Provisional State Government
- Long title Federal Constitutional Law on the Prohibition of the NSDAP (Bundesverfassungsgesetz über das Verbot der NSDAP) ;
- Citation: StGBl. Nr. 13/1945
- Enacted by: Provisional State Government
- Commenced: 6 June 1945

= Verbotsgesetz 1947 =

Austrian constitutional law

The Verbotsgesetz 1947 (Prohibition Act 1947), abbreviated VerbotsG, is an Austrian constitutional law originally passed on 8 May 1945 (Victory in Europe Day) and amended multiple times, most significantly in February 1947 and in 1992. It banned the Nazi Party and its subsidiaries and required former party members to register with local authorities. Individuals were also subject to criminal sanctions and banned from employment in positions of power.

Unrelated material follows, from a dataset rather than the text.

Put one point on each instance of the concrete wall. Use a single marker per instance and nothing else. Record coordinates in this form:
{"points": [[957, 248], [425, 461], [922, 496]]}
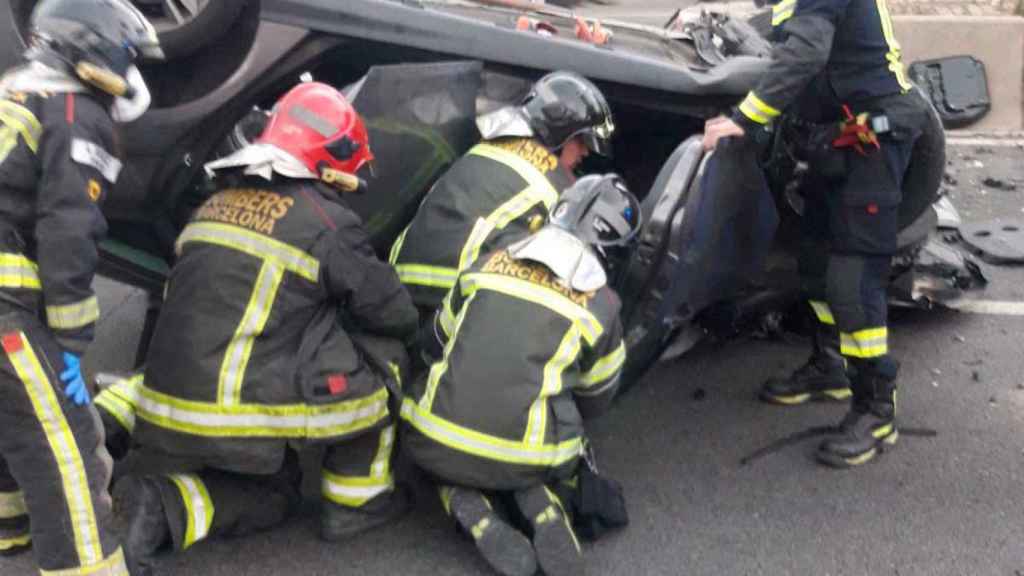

In later decades, the law's provisions against propaganda came to be used against neo-Nazism with a focus on Holocaust denial as well as the deliberate belittlement of any Nazi atrocities. Because the law does not explicitly mention these categories, there was considerable disagreement between regional courts, leading to the 1992 amendment resolving those doubts.

==Provisions==
According to Article I VerbotsG, the Nazi Party, its paramilitary organisations such as SS, SA, the National Socialist Motor Corps and National Socialist Flyers Corps, as well as all affiliated associations were dissolved and banned. To underpin the prohibition, the Verbotsgesetz itself, though constitutional law, comprises several penal provisions classifying any act of (re-)engagement in National Socialist activities (Wiederbetätigung) as a punishable offense. Section 3 h VerbotsG included in 1992 states that

whoever in a printed work, on broadcasting or in any other media, or whoever otherwise publicly in a matter that it makes it accessible to many people, denies, belittles, condones or tries to justify the Nazi genocide or other Nazi crimes against humanity

shall be punished with imprisonment for one year up to ten years, in the case of special perilousness of the offender or the engagement up to twenty years. All cases are to be tried by jury.

The Austrian legal scholar and judge Wilhelm Malaniuk justified the admissibility of the non-application of the nulla poena sine lege principle with regard to the Verbotsgesetz: "Because these are criminal acts that violate the laws of humanity so grossly that such lawbreakers are not entitled to the guarantee function of the offense."

==Denazification and the Amnesties of 1947 and 1957==
The 1945 law required all Austrian members of the Nazi Party or their subsidiaries such as the Sturmabteilung (SA) and Schutzstaffel (SS) to register, forced their dismissal from administrative positions and certain high-level positions in the private sector, and barred them from gaining such employment. They were also ineligible to stand in the election of 1945. Fines could be levied based on assessments of individual involvement with the Nazi regime.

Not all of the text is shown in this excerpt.